Washington, Apr 18 : Even after six years of the 9/11 air attacks on its twin towers and Pentagon, the US still does not have a coherent plan to destroy a key staging area for terrorist attacks in FATA (Federally Administered Tribal Areas), the Government Accountability Office (GAO), the US Congress' audit and investigative arm, has said in its new report.
It said that there is "no comprehensive plan" to destroy the terrorist threat and close down the safe haven in FATA
Washington regards the FATA belt as a key sanctuary for top terrorists who masterminded the 9/11 attacks. It is also seen as a staging area for al-Qaeda attacks in support of the Taliban in Afghanistan, where US and NATO troops have suffered heavy casualties battling a long drawn insurgency.
US officials have said before that al-Qaeda supremo Osama bin Laden and Taliban chief Mullah Mohammad Omar are believed to be seeking refuge in the tribal areas, a charge vehemently denied by Pakistan.
The GAO report further said that the area was serving as a training centre for new terrorist operatives to stage attacks in such areas as the Middle East, Africa and Europe. Officials from both the US and Pakistan agreed that "Al-Qaeda had regenerated its ability to attack the US and had succeeded in establishing a safe haven in Pakistan's Fata."
It also urged relevant US security authorities to develop a comprehensive strategy to eradicate the FATA terrorist threat. As elements of national power falls under the authority of numerous US government agencies, a coherent plan was necessary to ensure that the full capacity of the US government was focused on meeting national security goals, the GAO said.
"We believe that such a plan would help to ensure coordination, integration, and implementation of US efforts to close the terrorist safe haven in the Fata," it said.

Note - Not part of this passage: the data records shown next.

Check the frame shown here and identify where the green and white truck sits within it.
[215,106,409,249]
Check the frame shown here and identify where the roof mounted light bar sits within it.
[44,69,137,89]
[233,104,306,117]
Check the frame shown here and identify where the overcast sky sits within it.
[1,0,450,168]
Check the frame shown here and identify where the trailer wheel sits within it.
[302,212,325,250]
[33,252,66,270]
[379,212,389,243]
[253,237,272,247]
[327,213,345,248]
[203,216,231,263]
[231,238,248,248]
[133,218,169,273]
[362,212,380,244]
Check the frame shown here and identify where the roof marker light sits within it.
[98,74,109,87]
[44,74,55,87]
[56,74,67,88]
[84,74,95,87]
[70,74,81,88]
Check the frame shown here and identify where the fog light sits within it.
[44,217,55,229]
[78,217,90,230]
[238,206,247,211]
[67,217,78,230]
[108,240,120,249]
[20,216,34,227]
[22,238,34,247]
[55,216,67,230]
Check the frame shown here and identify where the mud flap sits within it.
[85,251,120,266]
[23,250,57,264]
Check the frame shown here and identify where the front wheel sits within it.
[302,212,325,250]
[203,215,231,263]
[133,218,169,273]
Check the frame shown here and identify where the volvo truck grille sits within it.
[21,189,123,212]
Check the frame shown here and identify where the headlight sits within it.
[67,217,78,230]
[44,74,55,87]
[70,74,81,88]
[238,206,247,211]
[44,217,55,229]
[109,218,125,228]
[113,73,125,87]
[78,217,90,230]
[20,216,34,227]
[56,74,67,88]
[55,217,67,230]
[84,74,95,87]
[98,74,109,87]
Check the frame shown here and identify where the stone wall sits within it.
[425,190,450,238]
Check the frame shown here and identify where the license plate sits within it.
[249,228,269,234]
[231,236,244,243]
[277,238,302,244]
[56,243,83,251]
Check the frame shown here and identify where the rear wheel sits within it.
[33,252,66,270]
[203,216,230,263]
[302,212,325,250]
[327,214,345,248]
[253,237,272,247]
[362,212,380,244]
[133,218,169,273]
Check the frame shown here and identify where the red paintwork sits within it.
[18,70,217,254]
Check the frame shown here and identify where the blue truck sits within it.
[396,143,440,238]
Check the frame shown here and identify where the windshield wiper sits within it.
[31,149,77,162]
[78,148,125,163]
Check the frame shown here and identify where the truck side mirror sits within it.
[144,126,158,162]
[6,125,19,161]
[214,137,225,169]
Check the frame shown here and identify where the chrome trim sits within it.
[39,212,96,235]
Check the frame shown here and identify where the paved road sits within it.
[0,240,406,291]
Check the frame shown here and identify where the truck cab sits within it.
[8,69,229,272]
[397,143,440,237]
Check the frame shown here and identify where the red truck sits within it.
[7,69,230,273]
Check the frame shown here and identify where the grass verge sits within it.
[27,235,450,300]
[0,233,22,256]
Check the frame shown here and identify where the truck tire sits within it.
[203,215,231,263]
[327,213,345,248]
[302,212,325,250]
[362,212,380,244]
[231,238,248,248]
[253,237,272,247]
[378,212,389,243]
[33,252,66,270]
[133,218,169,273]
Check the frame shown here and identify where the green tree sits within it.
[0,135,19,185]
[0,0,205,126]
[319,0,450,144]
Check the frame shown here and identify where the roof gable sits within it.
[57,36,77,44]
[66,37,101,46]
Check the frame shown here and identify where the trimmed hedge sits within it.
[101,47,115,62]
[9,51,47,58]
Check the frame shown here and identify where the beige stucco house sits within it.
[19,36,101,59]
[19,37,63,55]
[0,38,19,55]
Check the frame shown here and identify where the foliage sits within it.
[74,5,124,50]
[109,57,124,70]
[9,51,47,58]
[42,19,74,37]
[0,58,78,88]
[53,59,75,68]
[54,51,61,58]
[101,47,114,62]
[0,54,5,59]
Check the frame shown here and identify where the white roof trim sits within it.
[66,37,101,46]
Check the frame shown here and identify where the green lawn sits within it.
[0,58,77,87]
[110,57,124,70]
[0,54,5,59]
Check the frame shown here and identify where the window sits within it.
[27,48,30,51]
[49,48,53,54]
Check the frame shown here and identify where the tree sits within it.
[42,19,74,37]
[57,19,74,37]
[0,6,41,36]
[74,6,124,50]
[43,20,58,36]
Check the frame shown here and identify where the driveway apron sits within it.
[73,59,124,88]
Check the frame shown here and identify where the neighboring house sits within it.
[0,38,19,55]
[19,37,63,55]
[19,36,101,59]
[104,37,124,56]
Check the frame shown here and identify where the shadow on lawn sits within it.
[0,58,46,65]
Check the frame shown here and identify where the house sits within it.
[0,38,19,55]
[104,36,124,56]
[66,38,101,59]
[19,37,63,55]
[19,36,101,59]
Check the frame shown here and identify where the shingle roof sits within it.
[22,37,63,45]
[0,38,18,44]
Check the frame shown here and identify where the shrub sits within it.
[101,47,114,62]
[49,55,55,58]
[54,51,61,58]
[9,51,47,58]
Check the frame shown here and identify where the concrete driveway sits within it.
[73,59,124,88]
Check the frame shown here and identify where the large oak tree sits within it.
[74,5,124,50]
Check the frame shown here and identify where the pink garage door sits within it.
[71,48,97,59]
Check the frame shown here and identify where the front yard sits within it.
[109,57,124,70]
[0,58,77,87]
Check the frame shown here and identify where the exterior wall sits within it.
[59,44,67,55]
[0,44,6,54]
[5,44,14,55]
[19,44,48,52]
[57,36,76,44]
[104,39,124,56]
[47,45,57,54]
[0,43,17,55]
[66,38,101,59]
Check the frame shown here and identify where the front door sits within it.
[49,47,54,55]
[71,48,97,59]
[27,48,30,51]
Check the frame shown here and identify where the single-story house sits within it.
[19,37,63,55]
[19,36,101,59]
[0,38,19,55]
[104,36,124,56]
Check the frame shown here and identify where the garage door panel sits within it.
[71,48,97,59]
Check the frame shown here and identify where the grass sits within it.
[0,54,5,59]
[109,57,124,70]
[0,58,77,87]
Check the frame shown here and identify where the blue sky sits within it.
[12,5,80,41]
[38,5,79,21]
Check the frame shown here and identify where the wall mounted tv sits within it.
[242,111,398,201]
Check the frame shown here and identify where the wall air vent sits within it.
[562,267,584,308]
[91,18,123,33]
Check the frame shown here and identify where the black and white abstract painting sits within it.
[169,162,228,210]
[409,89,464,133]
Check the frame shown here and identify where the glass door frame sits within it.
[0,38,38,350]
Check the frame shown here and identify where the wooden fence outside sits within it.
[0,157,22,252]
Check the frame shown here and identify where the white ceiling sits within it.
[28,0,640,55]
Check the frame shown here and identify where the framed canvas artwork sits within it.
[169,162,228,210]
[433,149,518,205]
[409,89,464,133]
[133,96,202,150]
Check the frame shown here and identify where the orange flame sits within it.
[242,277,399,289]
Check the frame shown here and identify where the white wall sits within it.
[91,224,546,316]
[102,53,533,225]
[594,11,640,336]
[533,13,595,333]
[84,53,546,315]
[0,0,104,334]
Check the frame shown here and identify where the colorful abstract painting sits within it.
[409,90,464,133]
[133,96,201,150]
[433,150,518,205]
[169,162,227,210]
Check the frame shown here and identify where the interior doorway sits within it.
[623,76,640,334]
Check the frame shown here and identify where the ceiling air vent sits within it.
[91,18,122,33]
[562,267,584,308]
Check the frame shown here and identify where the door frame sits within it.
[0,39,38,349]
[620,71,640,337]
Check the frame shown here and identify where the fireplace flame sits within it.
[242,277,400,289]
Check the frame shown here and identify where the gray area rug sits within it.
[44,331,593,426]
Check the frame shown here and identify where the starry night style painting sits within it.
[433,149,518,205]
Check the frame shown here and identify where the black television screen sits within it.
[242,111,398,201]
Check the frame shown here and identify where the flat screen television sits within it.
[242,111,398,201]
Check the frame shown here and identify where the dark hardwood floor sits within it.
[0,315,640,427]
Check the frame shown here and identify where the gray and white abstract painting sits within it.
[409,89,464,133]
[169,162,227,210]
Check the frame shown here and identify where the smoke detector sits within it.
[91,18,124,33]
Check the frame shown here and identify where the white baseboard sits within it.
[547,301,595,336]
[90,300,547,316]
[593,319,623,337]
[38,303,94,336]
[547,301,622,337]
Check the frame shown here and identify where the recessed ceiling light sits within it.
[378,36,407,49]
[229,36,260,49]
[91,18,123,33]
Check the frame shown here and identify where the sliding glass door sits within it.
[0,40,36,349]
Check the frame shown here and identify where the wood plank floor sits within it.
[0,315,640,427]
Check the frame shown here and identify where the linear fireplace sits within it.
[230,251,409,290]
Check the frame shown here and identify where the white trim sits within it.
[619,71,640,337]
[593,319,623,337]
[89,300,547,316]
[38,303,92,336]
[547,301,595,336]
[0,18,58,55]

Reacting to the report, Democratic lawmaker Howard Berman, also the head of the House of Representatives foreign affairs committee, said: "It is appalling that there is still no comprehensive, interagency strategy concerning this critical region, and this lack of foresight is harming US national security."
"Even after the passage of congressional mandates and the administration's own directives, we're still wandering around in a metaphorical desert rather than mapping out a coherent plan," he said and added that Washington should talk to the new civilian leadership in Pakistan to devise a "plan for victory over the extremist elements."
The foreign affairs committee has scheduled a Congressional hearing next month to investigate issues highlighted in the GAO report, which said that any comprehensive plan should place someone directly in charge of a multi-department effort to improve accountability and articulate a clear strategy to destroy the "FATA terrorist sanctuary."